Many people suffer from speech loss as a result of illness, although their cognitive functions remain unaffected. So, in the wake of advances in AI, many researchers are focusing on synthesizing natural speech (vocalization) using a combination of brain implants and a neural network. If successful, this technology could be expanded to help people who have difficulty vocalizing due to conditions such as cerebral palsy or autism.
Image source: unsplash.com
For a long time, the main investment and attention of scientists was focused on implants that allow people with severe disabilities to use a keyboard, control robotic arms, or partially restore the use of paralyzed limbs. At the same time, many researchers focused on developing vocalization technologies that convert thought patterns into speech.
«“We’re making great progress. Making the transfer of voice from the brain to the synthetic voice as seamless as a chat between two people talking is our main goal,” said Edward Chang, a neurosurgeon at the University of California. “The AI algorithms we use are getting faster, and we’re learning with every new participant in our studies.”
In March 2025, Chang and colleagues published a paper in Nature Neuroscience describing their work with a paralyzed woman who had been unable to speak for 18 years after suffering a stroke. With the scientists’ help, she trained a neural network by silently attempting to produce sentences made up of 1,024 different words. The sound of her voice was then synthesized by streaming her neural data into a joint speech synthesis and text decoding model.
Image source: New England Journal of Medicine
The technology reduced the delay between the patient’s brain signals and the resulting sound from the original eight seconds to one second. This result is already comparable to the natural time interval of 100–200 milliseconds for normal speech. The system’s median decoding speed reached 47.5 words per minute, which is about a third of the speed of normal conversation.
Similar research has been carried out by Precision Neuroscience, with CEO Michael Mager claiming their approach can capture brain signals at higher resolution due to “densely packed electrodes.”
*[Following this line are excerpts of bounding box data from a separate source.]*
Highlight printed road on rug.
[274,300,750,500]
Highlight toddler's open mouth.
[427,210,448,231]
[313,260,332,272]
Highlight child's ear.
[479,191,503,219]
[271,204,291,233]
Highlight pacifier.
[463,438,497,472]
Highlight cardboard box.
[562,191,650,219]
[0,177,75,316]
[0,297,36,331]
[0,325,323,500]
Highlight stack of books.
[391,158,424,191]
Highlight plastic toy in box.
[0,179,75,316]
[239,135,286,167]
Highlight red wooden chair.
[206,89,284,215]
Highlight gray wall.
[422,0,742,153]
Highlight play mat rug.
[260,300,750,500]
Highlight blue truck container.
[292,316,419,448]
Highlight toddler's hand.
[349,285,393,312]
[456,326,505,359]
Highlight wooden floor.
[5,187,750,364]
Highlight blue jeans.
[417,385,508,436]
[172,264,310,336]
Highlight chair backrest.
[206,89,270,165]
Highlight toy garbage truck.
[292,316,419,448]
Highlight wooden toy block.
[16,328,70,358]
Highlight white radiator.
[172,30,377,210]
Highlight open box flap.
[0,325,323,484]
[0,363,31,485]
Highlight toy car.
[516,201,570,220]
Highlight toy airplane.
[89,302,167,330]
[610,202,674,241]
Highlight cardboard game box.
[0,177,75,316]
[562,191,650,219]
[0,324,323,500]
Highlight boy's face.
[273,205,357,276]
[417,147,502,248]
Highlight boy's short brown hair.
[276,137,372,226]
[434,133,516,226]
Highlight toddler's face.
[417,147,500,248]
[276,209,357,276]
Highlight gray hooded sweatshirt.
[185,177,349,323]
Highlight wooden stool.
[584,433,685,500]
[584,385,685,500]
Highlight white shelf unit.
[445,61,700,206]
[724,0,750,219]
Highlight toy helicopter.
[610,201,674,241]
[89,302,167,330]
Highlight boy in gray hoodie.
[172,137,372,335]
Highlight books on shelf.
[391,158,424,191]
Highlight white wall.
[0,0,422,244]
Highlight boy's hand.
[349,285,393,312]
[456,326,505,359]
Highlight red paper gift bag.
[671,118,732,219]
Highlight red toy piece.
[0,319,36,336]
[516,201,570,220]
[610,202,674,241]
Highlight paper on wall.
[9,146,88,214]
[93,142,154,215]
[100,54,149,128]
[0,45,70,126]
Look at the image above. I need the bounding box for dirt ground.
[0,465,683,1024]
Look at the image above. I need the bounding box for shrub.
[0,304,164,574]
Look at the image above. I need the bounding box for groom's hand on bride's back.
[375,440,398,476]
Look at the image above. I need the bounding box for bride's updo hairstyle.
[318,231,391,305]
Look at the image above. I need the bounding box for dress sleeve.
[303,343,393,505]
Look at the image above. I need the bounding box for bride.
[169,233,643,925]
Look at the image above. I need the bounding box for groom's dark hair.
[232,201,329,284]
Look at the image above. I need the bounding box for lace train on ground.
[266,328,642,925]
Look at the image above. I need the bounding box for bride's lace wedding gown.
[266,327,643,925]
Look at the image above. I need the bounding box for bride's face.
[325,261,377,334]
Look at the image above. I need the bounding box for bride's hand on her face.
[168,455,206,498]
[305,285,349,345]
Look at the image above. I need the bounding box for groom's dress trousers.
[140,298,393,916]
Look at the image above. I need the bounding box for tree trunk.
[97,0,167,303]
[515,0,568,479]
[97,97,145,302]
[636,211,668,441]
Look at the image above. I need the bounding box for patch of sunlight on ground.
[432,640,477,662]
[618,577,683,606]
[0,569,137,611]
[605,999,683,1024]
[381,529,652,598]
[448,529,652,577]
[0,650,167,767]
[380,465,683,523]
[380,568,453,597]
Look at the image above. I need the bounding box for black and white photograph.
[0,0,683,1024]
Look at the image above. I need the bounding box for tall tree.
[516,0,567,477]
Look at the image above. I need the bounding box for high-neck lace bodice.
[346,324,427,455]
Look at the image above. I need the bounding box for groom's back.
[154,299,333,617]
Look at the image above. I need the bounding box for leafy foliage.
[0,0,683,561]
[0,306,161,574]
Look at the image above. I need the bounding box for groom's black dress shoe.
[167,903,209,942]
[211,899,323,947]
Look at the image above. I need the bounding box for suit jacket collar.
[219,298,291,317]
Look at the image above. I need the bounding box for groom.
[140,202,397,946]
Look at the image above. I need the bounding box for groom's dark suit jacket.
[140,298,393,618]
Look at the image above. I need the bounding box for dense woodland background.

So far, Precision Neuroscience has successfully tested 31 patients and even received regulatory approval to leave its sensors implanted for up to 30 days. Mager says this will allow the neural network to be trained within a year on “the largest repository of high-resolution neural data that exists on planet Earth.” The next step, Mager says, is to “miniaturize the components and put them in hermetically sealed, biocompatible packages so they can be permanently implanted in the body.”
Image source: UC Davis Health
The biggest hurdle to developing and using brain-to-voice technology is the time it takes for patients to learn how to use the system. A key unresolved issue is how much response patterns in the motor cortex—the part of the brain that controls voluntary actions, including speech—vary among individuals. If they are similar, pre-trained models could be used with new patients, speeding up the individual training process, which takes tens or even hundreds of hours.
All vocalization researchers agree on the inadmissibility of “decoding inner thoughts,” that is, what a person does not want to express. According to one scientist, “there are many things I do not say out loud because they will not benefit me or may harm others.”
To date, scientists are still far from vocalization comparable to the average person’s normal conversation. Although decoding accuracy has been increased to 98%, voice output is not instantaneous and is unable to convey important speech features such as tone and mood. Scientists hope that they will eventually be able to create a vocal neuroprosthesis that will provide the full expressive range of the human voice, so that patients can control the tone and rhythm of their speech and even sing.